Consistent with Dr. Pratt's impairment rating, the administrative law judge awarded compensation for the 8% impairment of the leg. The judge denied Woods' requested award for future medical treatment. The judge held that Woods was not entitled to such an award because he had not proven it was more probable than not that he would require additional treatment in the future.

3 Woods appealed that issue to the Workers Compensation Board. The Board affirmed the denial, concluding that Dr. Pratt's opinion regarding future medical treatment "[did] not satisfy [Woods'] statutory burden" to prove it was more probable than not that he would eventually require more treatment. One board member dissented because, in his view, Woods' persistent symptoms satisfied Dr. Pratt's assessment that if Woods' symptoms significantly increased, he would need further medical attention.

Woods then appealed to our court.

ANALYSIS

Woods argues that the Board erred in concluding he was not entitled to an award for future medical treatment. He contends that the Board, in denying his claim for future medical benefits, misinterpreted and misapplied the relevant statutory provisions.

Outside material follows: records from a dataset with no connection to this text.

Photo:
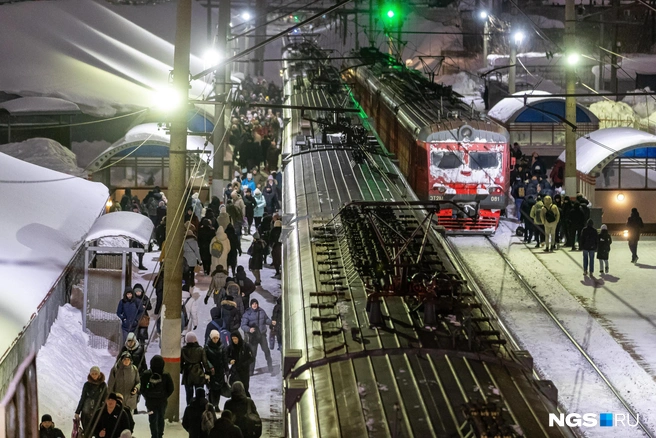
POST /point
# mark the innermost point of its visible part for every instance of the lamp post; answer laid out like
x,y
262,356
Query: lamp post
x,y
516,40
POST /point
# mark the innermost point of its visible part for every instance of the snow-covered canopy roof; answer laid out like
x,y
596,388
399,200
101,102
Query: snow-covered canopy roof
x,y
46,215
596,150
128,224
30,106
536,110
144,138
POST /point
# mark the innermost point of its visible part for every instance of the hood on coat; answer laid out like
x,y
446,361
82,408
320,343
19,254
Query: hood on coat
x,y
157,364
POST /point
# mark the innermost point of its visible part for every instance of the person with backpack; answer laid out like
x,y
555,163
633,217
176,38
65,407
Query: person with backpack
x,y
588,244
193,415
550,216
219,248
254,323
603,249
193,366
156,388
217,356
634,224
225,427
244,411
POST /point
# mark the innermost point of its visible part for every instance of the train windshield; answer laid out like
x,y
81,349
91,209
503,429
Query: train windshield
x,y
484,160
446,159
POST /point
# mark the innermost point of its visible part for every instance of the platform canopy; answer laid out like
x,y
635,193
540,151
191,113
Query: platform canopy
x,y
597,149
540,107
127,224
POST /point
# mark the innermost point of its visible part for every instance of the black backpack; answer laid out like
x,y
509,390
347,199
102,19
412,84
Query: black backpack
x,y
155,387
550,216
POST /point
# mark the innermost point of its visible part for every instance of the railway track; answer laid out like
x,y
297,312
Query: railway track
x,y
513,280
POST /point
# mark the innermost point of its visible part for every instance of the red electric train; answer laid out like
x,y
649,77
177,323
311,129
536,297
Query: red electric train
x,y
446,150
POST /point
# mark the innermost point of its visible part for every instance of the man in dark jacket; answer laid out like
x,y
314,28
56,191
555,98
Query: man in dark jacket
x,y
193,416
588,243
113,419
156,388
239,404
47,428
225,427
128,311
255,322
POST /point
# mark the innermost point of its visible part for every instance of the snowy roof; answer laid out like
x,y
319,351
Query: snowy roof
x,y
122,224
597,149
44,224
542,109
148,134
39,105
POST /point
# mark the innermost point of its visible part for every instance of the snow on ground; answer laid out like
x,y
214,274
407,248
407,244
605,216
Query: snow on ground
x,y
46,153
68,348
612,319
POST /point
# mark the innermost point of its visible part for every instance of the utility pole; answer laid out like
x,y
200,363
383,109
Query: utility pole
x,y
571,177
221,78
174,233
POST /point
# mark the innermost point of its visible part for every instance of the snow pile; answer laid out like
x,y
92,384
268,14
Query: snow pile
x,y
613,114
67,349
46,153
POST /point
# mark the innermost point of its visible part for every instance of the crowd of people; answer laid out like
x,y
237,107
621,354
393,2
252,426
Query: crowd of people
x,y
552,219
217,360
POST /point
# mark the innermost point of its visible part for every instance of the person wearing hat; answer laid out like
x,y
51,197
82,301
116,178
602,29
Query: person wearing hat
x,y
94,392
124,378
113,419
47,428
193,365
254,323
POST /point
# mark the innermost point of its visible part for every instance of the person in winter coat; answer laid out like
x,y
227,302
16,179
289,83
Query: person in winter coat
x,y
192,256
136,350
124,379
219,248
240,357
193,366
603,249
197,206
550,216
538,226
94,392
223,218
144,319
250,203
225,427
246,285
240,404
588,244
113,419
47,428
205,235
193,416
271,199
156,387
128,312
260,204
216,290
257,251
235,248
576,220
634,224
217,356
276,247
254,323
276,325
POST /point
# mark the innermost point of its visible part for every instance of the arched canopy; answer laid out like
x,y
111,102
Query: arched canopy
x,y
540,109
149,140
596,150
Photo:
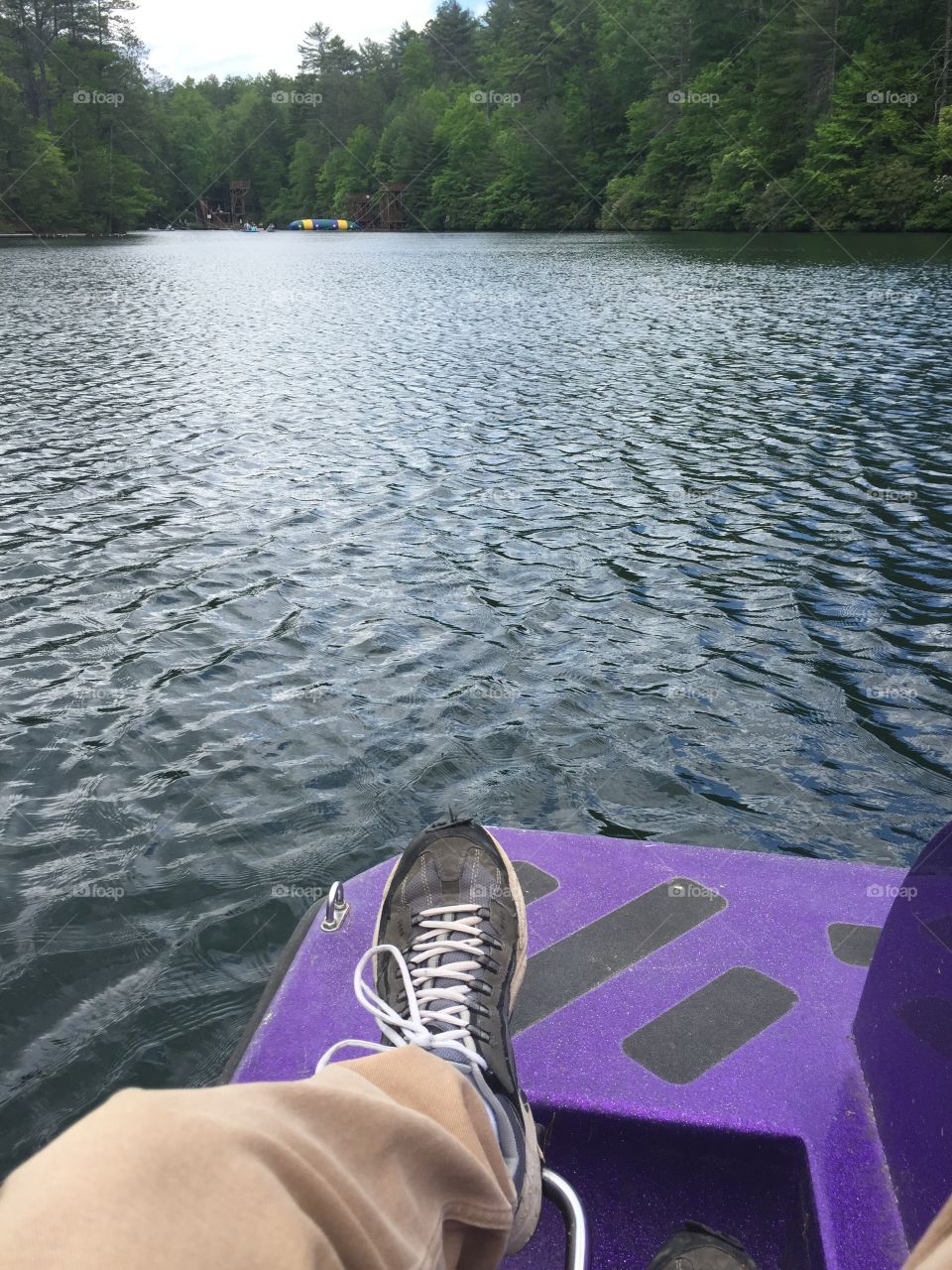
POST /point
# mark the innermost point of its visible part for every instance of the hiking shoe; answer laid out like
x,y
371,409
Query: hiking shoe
x,y
449,957
696,1247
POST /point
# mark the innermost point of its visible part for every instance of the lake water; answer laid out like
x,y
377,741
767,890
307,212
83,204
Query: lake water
x,y
303,538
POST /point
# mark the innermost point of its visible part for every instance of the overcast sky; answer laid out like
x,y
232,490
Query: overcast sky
x,y
244,37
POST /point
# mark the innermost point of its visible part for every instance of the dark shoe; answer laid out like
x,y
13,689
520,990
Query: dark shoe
x,y
449,957
698,1248
454,910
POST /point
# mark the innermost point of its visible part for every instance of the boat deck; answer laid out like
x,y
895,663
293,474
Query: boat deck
x,y
684,1037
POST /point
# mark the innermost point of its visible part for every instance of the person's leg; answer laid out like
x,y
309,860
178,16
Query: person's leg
x,y
407,1161
934,1250
382,1164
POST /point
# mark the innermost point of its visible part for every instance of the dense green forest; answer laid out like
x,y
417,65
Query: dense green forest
x,y
714,114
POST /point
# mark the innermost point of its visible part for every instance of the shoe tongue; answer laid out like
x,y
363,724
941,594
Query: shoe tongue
x,y
422,892
438,980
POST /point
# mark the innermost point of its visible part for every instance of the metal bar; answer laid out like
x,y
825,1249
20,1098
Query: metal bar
x,y
576,1230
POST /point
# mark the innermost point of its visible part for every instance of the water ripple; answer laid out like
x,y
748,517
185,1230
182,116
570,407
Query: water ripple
x,y
303,539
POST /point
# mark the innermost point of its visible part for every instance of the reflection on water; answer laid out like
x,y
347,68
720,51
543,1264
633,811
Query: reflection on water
x,y
302,539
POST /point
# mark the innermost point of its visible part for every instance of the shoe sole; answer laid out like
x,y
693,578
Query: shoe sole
x,y
530,1201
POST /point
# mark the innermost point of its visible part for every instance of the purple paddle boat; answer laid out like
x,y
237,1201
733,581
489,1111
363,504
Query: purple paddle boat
x,y
761,1043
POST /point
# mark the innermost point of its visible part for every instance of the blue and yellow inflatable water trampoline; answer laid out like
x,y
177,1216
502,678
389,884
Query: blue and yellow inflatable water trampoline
x,y
324,225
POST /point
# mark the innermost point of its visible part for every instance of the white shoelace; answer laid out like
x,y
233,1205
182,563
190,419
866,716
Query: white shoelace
x,y
434,942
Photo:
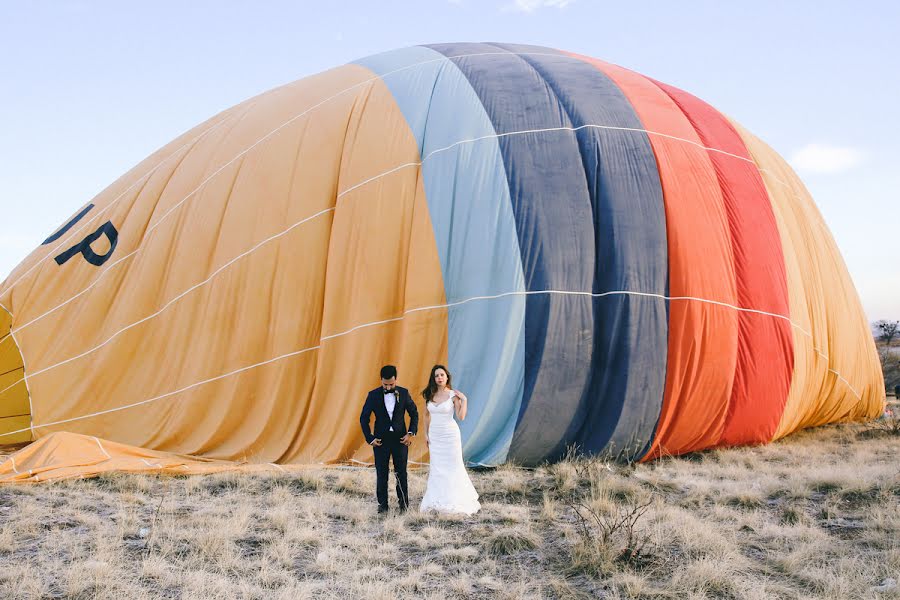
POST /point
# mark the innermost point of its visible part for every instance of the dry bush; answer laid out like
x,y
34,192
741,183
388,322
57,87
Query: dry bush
x,y
815,515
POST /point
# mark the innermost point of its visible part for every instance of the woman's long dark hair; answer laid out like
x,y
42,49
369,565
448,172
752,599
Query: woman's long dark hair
x,y
431,389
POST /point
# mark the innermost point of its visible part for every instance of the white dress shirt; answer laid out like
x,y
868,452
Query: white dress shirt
x,y
390,402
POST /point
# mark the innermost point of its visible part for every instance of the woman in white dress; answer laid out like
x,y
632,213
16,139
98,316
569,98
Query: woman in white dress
x,y
449,488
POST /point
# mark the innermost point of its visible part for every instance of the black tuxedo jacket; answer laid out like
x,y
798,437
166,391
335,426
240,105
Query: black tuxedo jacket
x,y
383,423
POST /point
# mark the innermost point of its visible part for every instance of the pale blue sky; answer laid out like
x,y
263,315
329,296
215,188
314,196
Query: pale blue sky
x,y
88,89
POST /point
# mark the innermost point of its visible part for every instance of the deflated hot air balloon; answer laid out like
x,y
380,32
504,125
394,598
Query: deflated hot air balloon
x,y
603,260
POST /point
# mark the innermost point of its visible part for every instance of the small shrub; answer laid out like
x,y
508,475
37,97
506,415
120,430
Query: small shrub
x,y
510,541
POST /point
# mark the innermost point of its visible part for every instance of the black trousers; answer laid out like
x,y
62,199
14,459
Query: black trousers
x,y
391,448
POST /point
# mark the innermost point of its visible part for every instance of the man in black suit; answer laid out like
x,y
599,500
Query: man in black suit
x,y
391,438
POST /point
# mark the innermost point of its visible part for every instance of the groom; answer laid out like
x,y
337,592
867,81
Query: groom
x,y
391,438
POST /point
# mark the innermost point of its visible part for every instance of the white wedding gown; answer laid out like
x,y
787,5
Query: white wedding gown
x,y
449,488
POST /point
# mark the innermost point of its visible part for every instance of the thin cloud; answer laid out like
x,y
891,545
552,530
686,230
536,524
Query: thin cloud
x,y
825,158
529,6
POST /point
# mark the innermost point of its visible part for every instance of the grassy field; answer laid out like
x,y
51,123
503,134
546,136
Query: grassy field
x,y
816,515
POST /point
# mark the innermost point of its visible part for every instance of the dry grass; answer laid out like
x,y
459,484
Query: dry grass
x,y
816,515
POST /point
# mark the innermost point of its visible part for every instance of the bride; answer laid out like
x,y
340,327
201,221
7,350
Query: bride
x,y
449,488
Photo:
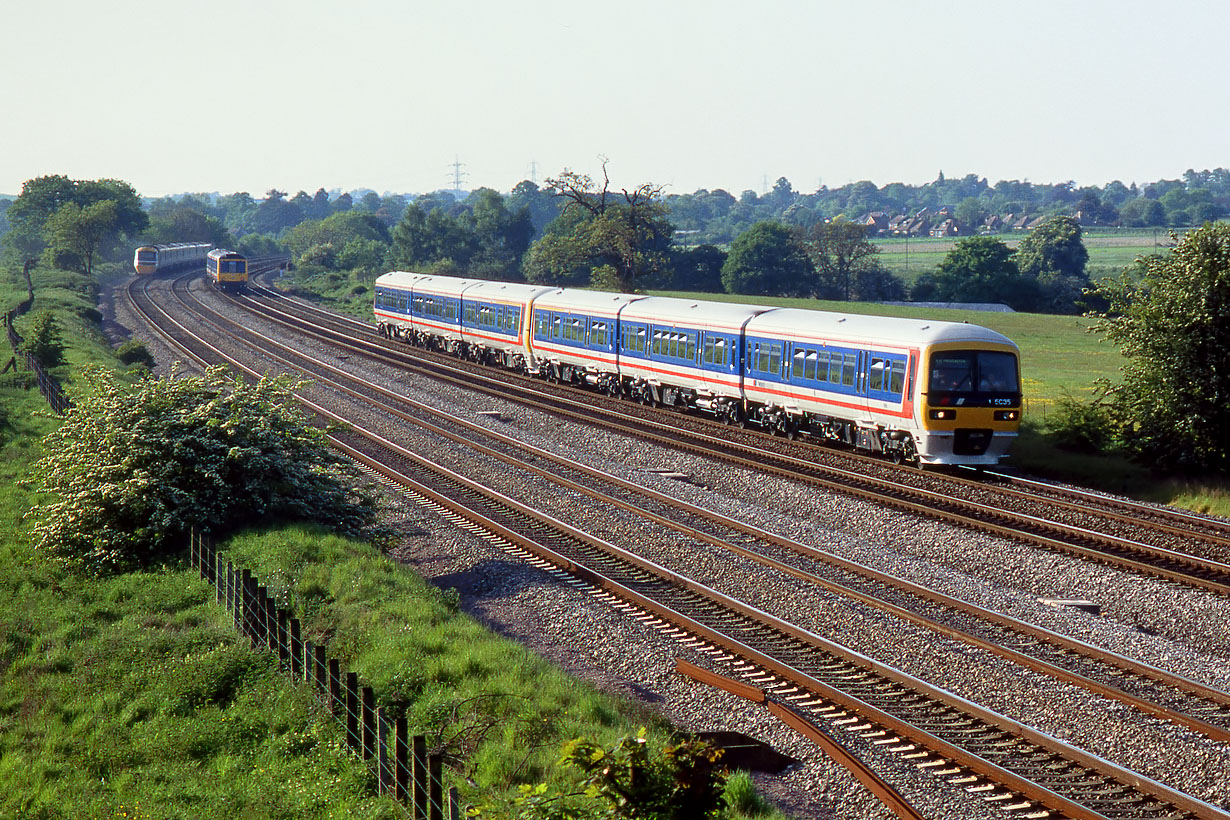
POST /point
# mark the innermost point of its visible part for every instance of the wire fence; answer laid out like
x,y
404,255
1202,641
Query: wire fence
x,y
404,768
47,384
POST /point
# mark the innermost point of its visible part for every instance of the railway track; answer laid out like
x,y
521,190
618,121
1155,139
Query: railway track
x,y
1106,532
969,745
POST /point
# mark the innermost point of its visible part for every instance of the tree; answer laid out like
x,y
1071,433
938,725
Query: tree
x,y
74,234
626,235
979,269
43,197
768,260
1170,315
839,250
1054,255
133,469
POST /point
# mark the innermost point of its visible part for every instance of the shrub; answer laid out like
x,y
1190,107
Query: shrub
x,y
1083,427
132,469
43,339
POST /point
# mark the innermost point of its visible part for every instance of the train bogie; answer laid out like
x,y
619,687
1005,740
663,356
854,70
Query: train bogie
x,y
914,390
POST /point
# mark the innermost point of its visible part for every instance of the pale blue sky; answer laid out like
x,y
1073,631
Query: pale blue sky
x,y
242,95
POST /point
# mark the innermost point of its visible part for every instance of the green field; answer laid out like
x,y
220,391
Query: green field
x,y
1108,251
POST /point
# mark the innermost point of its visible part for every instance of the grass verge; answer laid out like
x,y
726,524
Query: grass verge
x,y
133,697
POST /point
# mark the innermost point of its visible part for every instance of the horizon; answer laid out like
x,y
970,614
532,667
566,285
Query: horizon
x,y
690,95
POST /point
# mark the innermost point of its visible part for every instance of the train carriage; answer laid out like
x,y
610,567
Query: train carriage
x,y
867,381
915,390
436,311
226,269
391,305
149,260
576,336
496,321
688,353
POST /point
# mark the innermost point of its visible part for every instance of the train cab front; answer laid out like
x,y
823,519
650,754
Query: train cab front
x,y
971,408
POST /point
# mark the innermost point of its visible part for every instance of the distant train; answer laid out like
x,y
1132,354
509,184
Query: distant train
x,y
226,269
176,256
919,391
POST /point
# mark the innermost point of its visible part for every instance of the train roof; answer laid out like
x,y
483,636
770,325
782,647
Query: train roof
x,y
600,303
172,246
511,291
857,327
693,312
399,278
442,285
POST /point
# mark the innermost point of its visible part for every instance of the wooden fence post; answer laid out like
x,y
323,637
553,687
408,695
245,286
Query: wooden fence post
x,y
271,623
434,788
401,757
420,773
320,669
352,711
297,652
335,686
369,722
384,770
246,598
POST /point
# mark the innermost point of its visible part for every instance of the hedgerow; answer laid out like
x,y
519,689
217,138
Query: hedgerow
x,y
132,469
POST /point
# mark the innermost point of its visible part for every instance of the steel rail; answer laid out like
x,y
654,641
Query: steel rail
x,y
1151,559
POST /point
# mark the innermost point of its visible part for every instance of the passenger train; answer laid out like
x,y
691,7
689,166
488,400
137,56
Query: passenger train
x,y
158,258
226,269
919,391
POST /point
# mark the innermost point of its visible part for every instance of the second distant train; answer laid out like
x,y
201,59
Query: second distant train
x,y
226,269
158,258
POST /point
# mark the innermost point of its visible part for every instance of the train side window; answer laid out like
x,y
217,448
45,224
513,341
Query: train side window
x,y
848,371
877,375
897,378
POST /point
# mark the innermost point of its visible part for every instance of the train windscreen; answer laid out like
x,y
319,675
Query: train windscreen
x,y
989,374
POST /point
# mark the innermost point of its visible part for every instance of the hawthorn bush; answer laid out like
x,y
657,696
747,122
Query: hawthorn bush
x,y
132,469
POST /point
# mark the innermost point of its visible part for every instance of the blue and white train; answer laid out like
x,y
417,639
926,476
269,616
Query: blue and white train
x,y
156,258
915,390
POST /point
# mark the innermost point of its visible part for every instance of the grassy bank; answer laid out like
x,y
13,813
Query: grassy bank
x,y
1110,251
133,697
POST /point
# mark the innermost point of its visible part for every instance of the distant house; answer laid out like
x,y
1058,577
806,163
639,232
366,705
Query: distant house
x,y
947,228
876,221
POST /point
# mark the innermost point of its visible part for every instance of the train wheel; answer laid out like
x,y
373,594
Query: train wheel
x,y
907,454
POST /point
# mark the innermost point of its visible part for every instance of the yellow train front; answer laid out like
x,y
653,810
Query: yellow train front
x,y
226,269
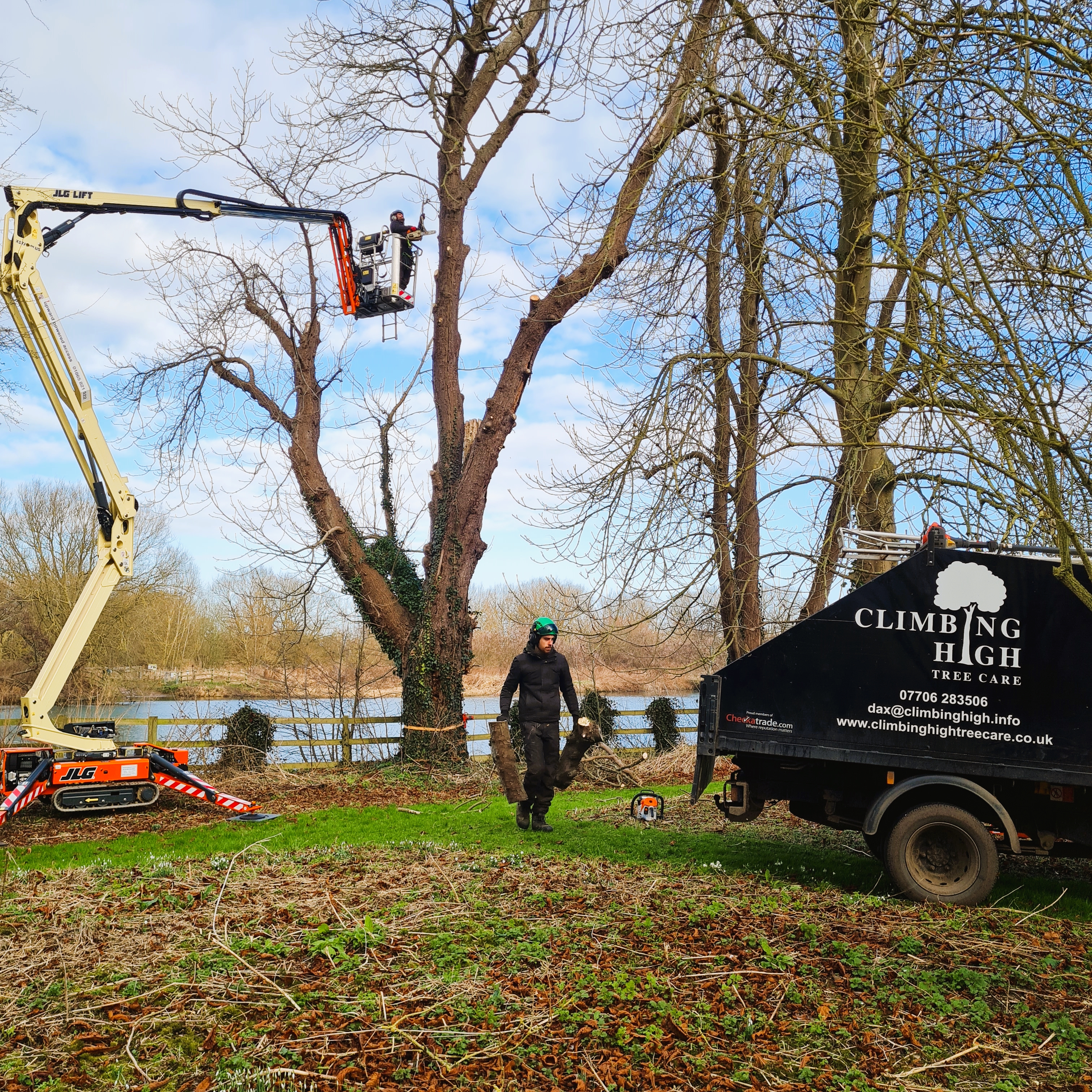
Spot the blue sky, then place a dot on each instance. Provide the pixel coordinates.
(81, 77)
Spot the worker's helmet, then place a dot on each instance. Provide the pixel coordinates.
(544, 627)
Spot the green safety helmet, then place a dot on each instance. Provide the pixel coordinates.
(544, 627)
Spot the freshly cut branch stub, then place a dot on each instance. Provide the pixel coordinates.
(584, 737)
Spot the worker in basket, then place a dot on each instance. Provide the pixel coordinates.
(410, 235)
(542, 674)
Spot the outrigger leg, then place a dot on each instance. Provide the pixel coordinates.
(29, 792)
(173, 777)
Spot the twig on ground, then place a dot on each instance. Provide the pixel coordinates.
(133, 1031)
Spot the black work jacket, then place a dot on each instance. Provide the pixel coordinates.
(542, 681)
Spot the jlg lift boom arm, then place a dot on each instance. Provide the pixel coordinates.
(23, 243)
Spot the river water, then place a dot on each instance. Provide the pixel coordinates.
(313, 736)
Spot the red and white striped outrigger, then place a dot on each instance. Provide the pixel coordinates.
(182, 781)
(29, 792)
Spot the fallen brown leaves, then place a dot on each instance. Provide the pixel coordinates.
(283, 792)
(386, 968)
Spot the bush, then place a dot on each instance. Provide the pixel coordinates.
(248, 735)
(662, 716)
(602, 711)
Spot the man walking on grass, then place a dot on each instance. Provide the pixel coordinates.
(542, 674)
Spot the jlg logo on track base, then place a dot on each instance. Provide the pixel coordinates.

Our review of decisions of the Board is governed by the Kansas Judicial Review Act, K.S.A. 77-601 et seq. See K.S.A. 2016 Supp. 44-556(a). Before the Board, "the claimant has the burden of proving his or her right to compensation." Dirshe v. Cargill Meat Solutions Corp., 53 Kan. App. 2d 118, 119, 362 P.3d 484 (2016). On appeal to this court, the party claiming error has the burden to show it. K.S.A. 2016 Supp. 77-621(a)(1); Dirshe, 53 Kan. App. 2d at 119. Among other reasons, we can grant relief on appeal if the Board misapplied or misinterpreted the law. K.S.A. 2016 Supp. 77-621(c)(4); Hoesli v. Triplett, Inc., 303 Kan. 358, 362, 361 P.3d 504 (2015). And we review legal questions involving the interpretation of a statute independently, with no required deference to the Board's interpretation. Fernandez v. McDonald's, 296 Kan. 472, 475, 292 P.3d 311 (2013); Buchanan v. JM Staffing, 52 Kan. App. 2d 943, 948, 379 P.3d 428 (2016).